# Help!!



## cheermom4L (May 12, 2016)

I have 2 3 week old turkeys that I brought home Monday. One of them appears to have diarrhea. And it looks a little reddish. I can't tell if it's blood but I don't think it is. Should I be concerned? I'm new at this. Other than that they seem fine. Eating, drinking and overall active and healthy looking.


----------



## casportpony (Aug 22, 2015)

cheermom4L said:


> I have 2 3 week old turkeys that I brought home Monday. One of them appears to have diarrhea. And it looks a little reddish. I can't tell if it's blood but I don't think it is. Should I be concerned? I'm new at this. Other than that they seem fine. Eating, drinking and overall active and healthy looking.


Can you post a picture of the poop?


----------



## cheermom4L (May 12, 2016)

I can as soon as I get off work @ 1:30. Thanks so much! Stay tuned!


----------



## seminole wind (Aug 22, 2015)

Glad you're handling Turkeys!


----------



## cheermom4L (May 12, 2016)

Well that one doesn't seem to be red but it is not dimensional like the other poops. Lol


----------



## casportpony (Aug 22, 2015)

try getting a fresh one on a white paper towel.


----------



## casportpony (Aug 22, 2015)

seminolewind said:


> Glad you're handling Turkeys!
> I have a wormer question on a post


What post?


----------



## MikeA_15 (Feb 21, 2016)

I'd deworm with Valbazen first thing. Then run Amprolium in water for 7 days as the only source of drinking water. Follow up with poultry vitamins-electrolytes and probiotic powder in water for a couple days, then another dose of Valbazen 10 days after the first dose.


----------



## casportpony (Aug 22, 2015)

MikeA_15 said:


> I'd deworm with Valbazen first thing.
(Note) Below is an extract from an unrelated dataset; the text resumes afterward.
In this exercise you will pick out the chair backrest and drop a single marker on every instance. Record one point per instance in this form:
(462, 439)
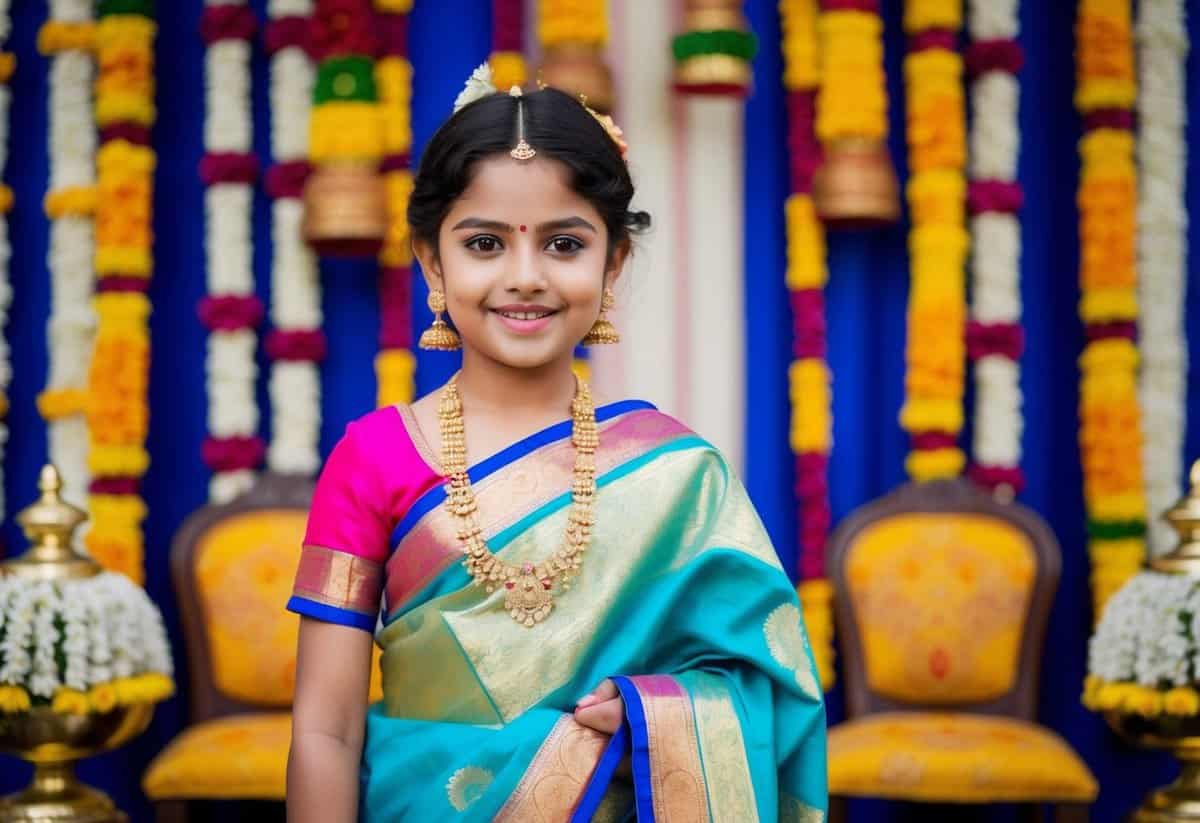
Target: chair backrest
(941, 598)
(233, 566)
Then run Amprolium in water for 7 days as the only source of drinking water. Follow up with poultry vitamins-electrolytes and probiotic powder in water for a couple days, then another dose of Valbazen 10 days after the first dose.


They're only three weeks old, so probably not worms?


----------



## MikeA_15 (Feb 21, 2016)

casportpony said:


> They're only three weeks old, so probably not worms?


Depends on the conditions of which they were kept before cheermom4L got them. For that young I have used Wazine which is much easier to dose water when they are that young. Amprolium is definitely the med to use right now in water.


----------



## MikeA_15 (Feb 21, 2016)

casportpony said:


> They're only three weeks old, so probably not worms?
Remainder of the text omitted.